Alfred Nobel died on December 10th, 1896. When his will was opened, people were shocked. A vast sum of money was left to a not-yet-established prize organization, specifying that prizes be given out to the person or persons who in the previous year had given the greatest benefit in five fields: "Physics, Chemistry, Physiology or Medicine, Literature and Peace" (nobelprize.org). Why was Nobel able to accumulate this massive amount of money, and why did he leave his money as he did, influencing his own legacy?
As a child, Nobel was highly intelligent. By age 18, Nobel knew five languages: Swedish, Russian, German, English and French. This ability gave him an advantage in business, helping him communicate and build factories in different countries. He was also a lonely, sickly child which made him "particularly suitable to spending long hours in the laboratory, experimenting with nitroglycerin", which he learned about when sent to study abroad ("Modern Marvels - Dynamite"). During his studies, he met Asciano Sobrero, inventor of nitroglycerin, who had a given up on nitroglycerin after an accident occurred, proclaiming it too volatile.
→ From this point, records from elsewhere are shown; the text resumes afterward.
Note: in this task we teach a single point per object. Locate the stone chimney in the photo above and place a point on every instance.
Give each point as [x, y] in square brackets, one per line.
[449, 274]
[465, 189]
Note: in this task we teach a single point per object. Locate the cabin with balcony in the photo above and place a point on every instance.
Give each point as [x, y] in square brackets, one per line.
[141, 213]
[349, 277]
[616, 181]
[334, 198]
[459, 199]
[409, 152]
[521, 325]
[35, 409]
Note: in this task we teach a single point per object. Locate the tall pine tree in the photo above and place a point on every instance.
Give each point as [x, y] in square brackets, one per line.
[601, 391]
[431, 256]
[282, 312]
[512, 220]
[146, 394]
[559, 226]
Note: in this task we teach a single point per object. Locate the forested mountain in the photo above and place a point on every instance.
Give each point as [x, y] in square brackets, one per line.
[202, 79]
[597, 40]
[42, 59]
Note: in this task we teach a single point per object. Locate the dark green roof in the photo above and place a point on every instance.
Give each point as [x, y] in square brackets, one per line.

Nobel was a visionary. He believed there was a way to make nitroglycerin a more stable and practical explosive. Yet the years of experimenting proved deadly for many, like Nobel's brother, Emil killed in an accident; however this did not slow Nobel's experimentation. Although distraught over his brother's death, he felt that risk was part of working with explosives, and that his death served a greater purpose for mankind.
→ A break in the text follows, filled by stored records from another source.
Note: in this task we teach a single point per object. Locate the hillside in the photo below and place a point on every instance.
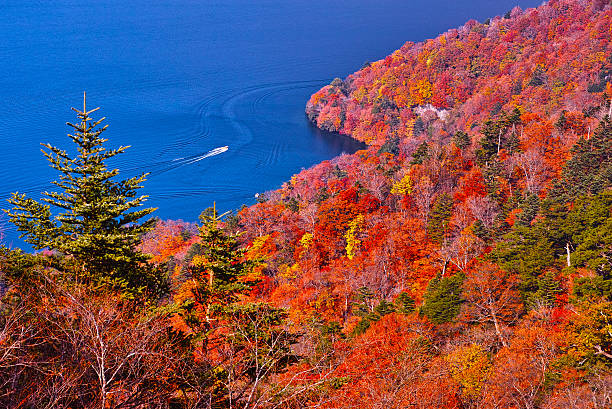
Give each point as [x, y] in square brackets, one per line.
[462, 260]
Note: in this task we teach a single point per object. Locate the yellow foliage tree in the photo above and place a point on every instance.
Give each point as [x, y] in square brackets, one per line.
[352, 242]
[469, 367]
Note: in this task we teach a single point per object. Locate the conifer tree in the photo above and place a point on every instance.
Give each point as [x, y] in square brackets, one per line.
[220, 271]
[442, 300]
[96, 218]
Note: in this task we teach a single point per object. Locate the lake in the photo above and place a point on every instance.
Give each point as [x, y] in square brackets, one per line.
[179, 80]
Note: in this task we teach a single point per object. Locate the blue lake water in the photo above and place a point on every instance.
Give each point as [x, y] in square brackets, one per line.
[178, 79]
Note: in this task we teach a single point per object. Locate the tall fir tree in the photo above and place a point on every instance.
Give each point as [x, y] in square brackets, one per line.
[97, 217]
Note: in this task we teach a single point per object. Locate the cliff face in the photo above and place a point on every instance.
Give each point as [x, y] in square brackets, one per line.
[542, 60]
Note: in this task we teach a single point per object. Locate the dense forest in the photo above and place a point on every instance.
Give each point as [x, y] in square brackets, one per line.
[462, 260]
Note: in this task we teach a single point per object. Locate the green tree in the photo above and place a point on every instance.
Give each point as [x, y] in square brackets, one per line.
[98, 220]
[442, 300]
[220, 270]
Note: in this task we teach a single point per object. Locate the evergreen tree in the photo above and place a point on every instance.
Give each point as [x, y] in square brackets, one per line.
[220, 272]
[530, 209]
[442, 300]
[404, 304]
[546, 294]
[439, 218]
[98, 221]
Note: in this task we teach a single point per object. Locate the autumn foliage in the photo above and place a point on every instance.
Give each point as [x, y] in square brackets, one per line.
[461, 260]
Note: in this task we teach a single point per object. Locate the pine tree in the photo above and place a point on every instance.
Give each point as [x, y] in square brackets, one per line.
[220, 271]
[404, 304]
[97, 222]
[442, 300]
In addition, he had the ability to detect important information revealed accidentally. This quality influenced two of Nobel's most significant inventions: Dynamite, discovered when a tube of nitroglycerine was dropped in a box of sawdust, and Blasting Gel, discovered when collodion used to cover a cut was mixed with nitroglycerin.
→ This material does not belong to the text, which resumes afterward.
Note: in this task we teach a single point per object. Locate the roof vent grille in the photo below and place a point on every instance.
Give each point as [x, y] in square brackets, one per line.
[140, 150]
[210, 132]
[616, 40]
Nobel was also an innovator and businessman. He not only researched but he also understood the practical applications and had the ability to market his inventions. In addition, he had the business sense to apply for patents and start companies around the world which increased his wealth.
Although perhaps contradictory, throughout Nobel's life, he considered himself a pacifist. His philosophy was that if every country had high-explosives, fear would prevent attacks. Therefore, he was sure that his inventions would benefit, not hurt, mankind. However, towards the end of his life, he began to realize how history would remember him. Whether for altruistic reasons or to memorialize his family name, he created the Nobel Prizes.
To this day the prizes, and his legacy, live on.